My point is that New Yorkers are, all the time, forced to do things that would be repugnant in terms of independence to a hunter-gatherer tribesman. Firstly, it's just not true that all of NYC's residents are happy with all the laws - but they are willing to take the bitter with the sweet. And from the point of view of independence, even worse than their accession to disliked laws is their submission to the authority's power to determine those laws. If a policeman in NYC pulls you over while driving, you don't question his right to do so, you pull over to the side of the road. He will probably be rude to you and may well flex his authority. The New Yorker will passively accept this. The hunter-gatherer would not.

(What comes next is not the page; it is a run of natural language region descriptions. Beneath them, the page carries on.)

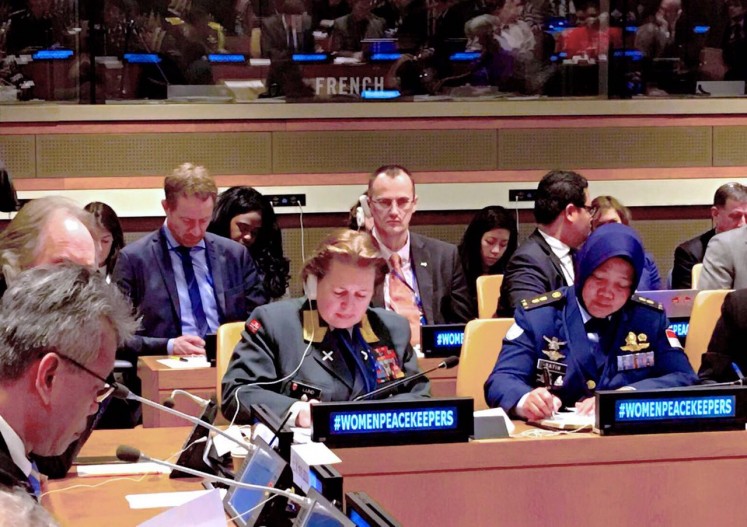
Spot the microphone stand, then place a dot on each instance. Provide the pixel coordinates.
(122, 392)
(126, 453)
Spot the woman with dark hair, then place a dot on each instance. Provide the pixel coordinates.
(488, 243)
(610, 210)
(109, 236)
(246, 216)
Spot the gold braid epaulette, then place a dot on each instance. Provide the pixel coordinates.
(542, 300)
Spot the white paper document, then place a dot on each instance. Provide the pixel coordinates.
(121, 469)
(185, 363)
(159, 500)
(205, 510)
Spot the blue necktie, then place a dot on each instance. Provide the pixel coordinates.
(35, 480)
(194, 290)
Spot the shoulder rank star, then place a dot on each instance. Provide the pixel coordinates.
(553, 348)
(635, 342)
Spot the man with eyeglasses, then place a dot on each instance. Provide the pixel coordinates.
(426, 282)
(544, 262)
(61, 327)
(729, 211)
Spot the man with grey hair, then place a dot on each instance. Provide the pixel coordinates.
(728, 212)
(61, 327)
(184, 281)
(46, 230)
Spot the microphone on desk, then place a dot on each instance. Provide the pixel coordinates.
(122, 392)
(130, 454)
(447, 363)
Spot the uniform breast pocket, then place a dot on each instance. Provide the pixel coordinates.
(635, 361)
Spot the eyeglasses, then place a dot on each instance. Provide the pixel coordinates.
(589, 208)
(385, 204)
(104, 392)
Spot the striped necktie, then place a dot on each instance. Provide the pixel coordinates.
(402, 298)
(35, 479)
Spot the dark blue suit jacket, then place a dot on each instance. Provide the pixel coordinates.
(532, 270)
(515, 372)
(145, 274)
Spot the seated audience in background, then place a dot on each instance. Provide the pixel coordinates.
(726, 357)
(425, 283)
(544, 262)
(734, 44)
(407, 20)
(57, 365)
(725, 262)
(328, 10)
(329, 346)
(728, 212)
(594, 335)
(656, 37)
(46, 230)
(592, 36)
(246, 216)
(183, 281)
(351, 29)
(287, 32)
(108, 234)
(21, 509)
(358, 219)
(488, 243)
(609, 210)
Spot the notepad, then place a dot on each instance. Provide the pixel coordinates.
(568, 420)
(183, 363)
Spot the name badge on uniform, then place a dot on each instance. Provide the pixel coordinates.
(550, 373)
(387, 365)
(635, 361)
(305, 392)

If people really hated authority, they would choose their neighbourhoods on how pleasant and low-key the police were.
It does indeed seem as if we are misunderstanding each other.
It looks to me that New Yorkers are forced to do some things...but that the tribe of rich New Yorkers count it as a small price for keeping the tribe of poor new yorkers in line. Poor New Yorkers are outgroup/other...and the oppressive laws are to protect the rich from the poor.
Autonomy is not the ONLY value, it's just a high value. Ingroup/Outgroup is also a high value for 90% of the population. Trading 3% autonomy in order to reduce outgroup autonomy by 50% is often counted a good deal by folks.